A nova vida da britânica não demorou muito a entranhar e, numa noite em que o hip-hop foi protagonista, Goldfrapp colocou a fasquia bem elevada com uma performance que também recordou os grandes sons dos Goldfrapp (o duo que era composto pela artista e por Will Gregory).
Alison Goldfrapp © Hélio Carvalho/Notícias ao Minuto Começando pelo tema que dá o nome ao novo disco, Alison Goldfrapp surgiu toda de azul, eloquente e metódica em cada movimento, mostrando a intensa e sedutora presença que a tornaram tão conhecida. O concerto saltitou de clássicos como ‘Train’ ou ‘Rocket’, a temas mais novos, como ‘Gatto Gellatoo’ e ‘So Hard So Hot’. Já perto do final, não ficou esquecido o icónico tema de dance ‘Ooh La La’.
Mas, se Goldfrapp aperfeiçoou os passos de dança no Primavera Sound, Georgia foi a responsável por aquecer o público. Por todo o recinto, muitos foram os festivaleiros que, sentados na relva e desconhecendo a compositora, se mostraram surpreendidos pela sua atuação contagiante. E não foram poucos os que se levantaram e foram dançar para a frente do palco Vodafone.
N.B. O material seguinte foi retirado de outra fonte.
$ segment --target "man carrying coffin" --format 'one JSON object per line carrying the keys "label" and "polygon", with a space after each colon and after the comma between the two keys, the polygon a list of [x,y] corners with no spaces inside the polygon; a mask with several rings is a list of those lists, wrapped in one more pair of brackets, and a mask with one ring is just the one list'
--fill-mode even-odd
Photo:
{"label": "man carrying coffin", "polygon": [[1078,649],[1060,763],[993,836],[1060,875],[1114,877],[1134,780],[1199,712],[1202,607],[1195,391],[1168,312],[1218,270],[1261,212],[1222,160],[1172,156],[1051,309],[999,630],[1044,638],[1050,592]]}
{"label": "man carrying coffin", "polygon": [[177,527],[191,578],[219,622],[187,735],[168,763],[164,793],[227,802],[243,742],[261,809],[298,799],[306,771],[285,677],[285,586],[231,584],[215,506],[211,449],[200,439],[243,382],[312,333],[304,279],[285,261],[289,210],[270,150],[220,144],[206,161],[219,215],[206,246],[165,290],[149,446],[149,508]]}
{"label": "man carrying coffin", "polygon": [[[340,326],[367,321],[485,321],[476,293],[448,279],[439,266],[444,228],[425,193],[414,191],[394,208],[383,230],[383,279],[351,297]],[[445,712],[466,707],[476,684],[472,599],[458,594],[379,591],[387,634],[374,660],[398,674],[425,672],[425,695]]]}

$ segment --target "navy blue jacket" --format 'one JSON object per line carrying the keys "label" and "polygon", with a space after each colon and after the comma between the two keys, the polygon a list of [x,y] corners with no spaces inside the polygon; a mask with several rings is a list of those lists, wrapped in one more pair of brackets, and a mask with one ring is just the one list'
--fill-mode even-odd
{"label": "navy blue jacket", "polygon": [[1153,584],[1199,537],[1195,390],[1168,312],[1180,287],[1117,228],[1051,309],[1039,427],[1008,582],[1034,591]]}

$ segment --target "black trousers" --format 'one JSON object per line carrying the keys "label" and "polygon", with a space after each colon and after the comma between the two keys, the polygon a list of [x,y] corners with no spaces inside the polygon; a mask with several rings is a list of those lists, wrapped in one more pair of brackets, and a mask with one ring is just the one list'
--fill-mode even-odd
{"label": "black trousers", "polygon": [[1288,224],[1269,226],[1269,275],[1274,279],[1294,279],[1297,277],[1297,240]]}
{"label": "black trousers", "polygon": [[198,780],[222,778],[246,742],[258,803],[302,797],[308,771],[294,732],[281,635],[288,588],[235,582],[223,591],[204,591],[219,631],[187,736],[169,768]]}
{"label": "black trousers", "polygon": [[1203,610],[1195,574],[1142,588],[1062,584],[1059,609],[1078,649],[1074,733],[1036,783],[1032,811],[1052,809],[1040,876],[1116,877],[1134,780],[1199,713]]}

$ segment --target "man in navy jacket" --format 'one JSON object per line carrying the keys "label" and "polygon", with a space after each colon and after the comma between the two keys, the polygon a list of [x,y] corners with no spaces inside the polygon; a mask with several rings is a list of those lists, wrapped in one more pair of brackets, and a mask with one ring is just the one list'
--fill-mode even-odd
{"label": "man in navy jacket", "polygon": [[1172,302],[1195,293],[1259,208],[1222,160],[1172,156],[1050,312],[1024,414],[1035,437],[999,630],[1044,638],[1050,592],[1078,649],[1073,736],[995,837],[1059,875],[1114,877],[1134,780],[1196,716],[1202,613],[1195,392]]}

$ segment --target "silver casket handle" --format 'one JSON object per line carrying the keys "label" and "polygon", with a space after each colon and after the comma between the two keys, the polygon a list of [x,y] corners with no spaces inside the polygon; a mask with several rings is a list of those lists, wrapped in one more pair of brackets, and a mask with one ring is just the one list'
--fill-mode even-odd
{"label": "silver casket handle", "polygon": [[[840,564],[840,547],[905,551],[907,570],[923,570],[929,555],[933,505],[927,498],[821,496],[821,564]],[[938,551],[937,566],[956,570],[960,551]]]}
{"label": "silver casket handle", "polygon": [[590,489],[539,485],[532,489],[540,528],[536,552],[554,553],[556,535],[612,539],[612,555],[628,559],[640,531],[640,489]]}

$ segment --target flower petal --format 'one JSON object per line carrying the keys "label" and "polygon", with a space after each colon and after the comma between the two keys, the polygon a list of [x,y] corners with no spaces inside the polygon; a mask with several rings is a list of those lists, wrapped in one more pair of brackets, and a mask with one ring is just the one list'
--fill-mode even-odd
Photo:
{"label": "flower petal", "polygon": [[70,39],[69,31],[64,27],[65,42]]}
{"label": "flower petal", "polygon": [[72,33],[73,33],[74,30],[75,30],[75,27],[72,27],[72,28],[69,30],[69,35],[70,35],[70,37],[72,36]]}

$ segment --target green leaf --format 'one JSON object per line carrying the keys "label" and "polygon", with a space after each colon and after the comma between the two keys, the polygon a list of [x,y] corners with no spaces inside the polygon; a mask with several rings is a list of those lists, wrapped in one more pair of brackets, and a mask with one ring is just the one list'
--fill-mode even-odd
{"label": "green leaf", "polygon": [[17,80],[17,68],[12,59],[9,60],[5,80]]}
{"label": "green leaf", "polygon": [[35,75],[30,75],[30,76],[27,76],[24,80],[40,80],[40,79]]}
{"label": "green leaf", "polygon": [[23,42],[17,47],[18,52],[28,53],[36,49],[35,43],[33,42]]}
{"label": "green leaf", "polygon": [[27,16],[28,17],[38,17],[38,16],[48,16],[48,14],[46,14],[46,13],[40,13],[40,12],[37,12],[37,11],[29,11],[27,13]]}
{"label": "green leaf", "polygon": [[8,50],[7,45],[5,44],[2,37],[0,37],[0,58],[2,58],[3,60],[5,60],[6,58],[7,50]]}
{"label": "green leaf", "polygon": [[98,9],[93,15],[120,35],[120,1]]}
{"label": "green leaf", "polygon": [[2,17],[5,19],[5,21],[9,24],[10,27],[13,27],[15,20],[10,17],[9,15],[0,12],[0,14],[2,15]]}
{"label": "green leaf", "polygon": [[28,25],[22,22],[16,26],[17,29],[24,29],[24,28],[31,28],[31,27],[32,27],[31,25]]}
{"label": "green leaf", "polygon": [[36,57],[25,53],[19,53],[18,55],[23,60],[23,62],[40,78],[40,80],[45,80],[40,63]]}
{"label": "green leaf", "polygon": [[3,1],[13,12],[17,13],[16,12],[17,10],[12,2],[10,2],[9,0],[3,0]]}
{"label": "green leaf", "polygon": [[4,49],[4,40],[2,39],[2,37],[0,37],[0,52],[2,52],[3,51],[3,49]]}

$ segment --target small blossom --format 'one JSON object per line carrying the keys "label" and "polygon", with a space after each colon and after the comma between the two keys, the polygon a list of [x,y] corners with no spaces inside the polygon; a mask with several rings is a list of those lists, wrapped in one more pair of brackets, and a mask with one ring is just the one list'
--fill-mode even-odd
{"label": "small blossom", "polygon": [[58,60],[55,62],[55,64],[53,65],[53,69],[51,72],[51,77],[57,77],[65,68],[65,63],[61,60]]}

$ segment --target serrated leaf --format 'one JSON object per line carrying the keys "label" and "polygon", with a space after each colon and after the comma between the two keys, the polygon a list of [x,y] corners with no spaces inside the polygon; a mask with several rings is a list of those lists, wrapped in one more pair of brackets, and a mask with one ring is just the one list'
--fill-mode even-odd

Sozinha com a sua percussão e um teclado, Georgia chegou e falou sempre de forma genuína, e aproveitou as réstias de sol e de céu limpo para arrancar com energia a ronda de concertos de pôr-de-sol.
O primeiro dia do Primavera Sound de 2023 começou com voz portuguesa, com influência brasileira. Apresentando o seu álbum ‘Prazer Prazer’, lançado em março, Beatriz Pessoa trouxe uma sonoridade intimista, descomprimida e alegre, e temas como ‘Dona da verdade’ (com letra da própria e de dois nomes grandes da música brasileira da última década, Mallu Magalhães e Marcelo Camelo) acolheram calorosamente os primeiros festivaleiros do ano.
O Primavera Sound Porto continua esta quinta-feira, com Rosalía a encabeçar o segundo dia de festival. Rosalía voltará a um palco que já pisou em 2019, quando ainda era altamente influenciada pelas origens no flamenco, e desta vez vai ser a cabeça de cartaz de um ‘lineup’ que contará com Bad Religion, …Fred Again, Japanese Breakfast, Arlo Parks, Alvvays, The Beths, Núria Graham, e ainda com os portugueses Fumo Ninja e Quadra, entre muitos outros.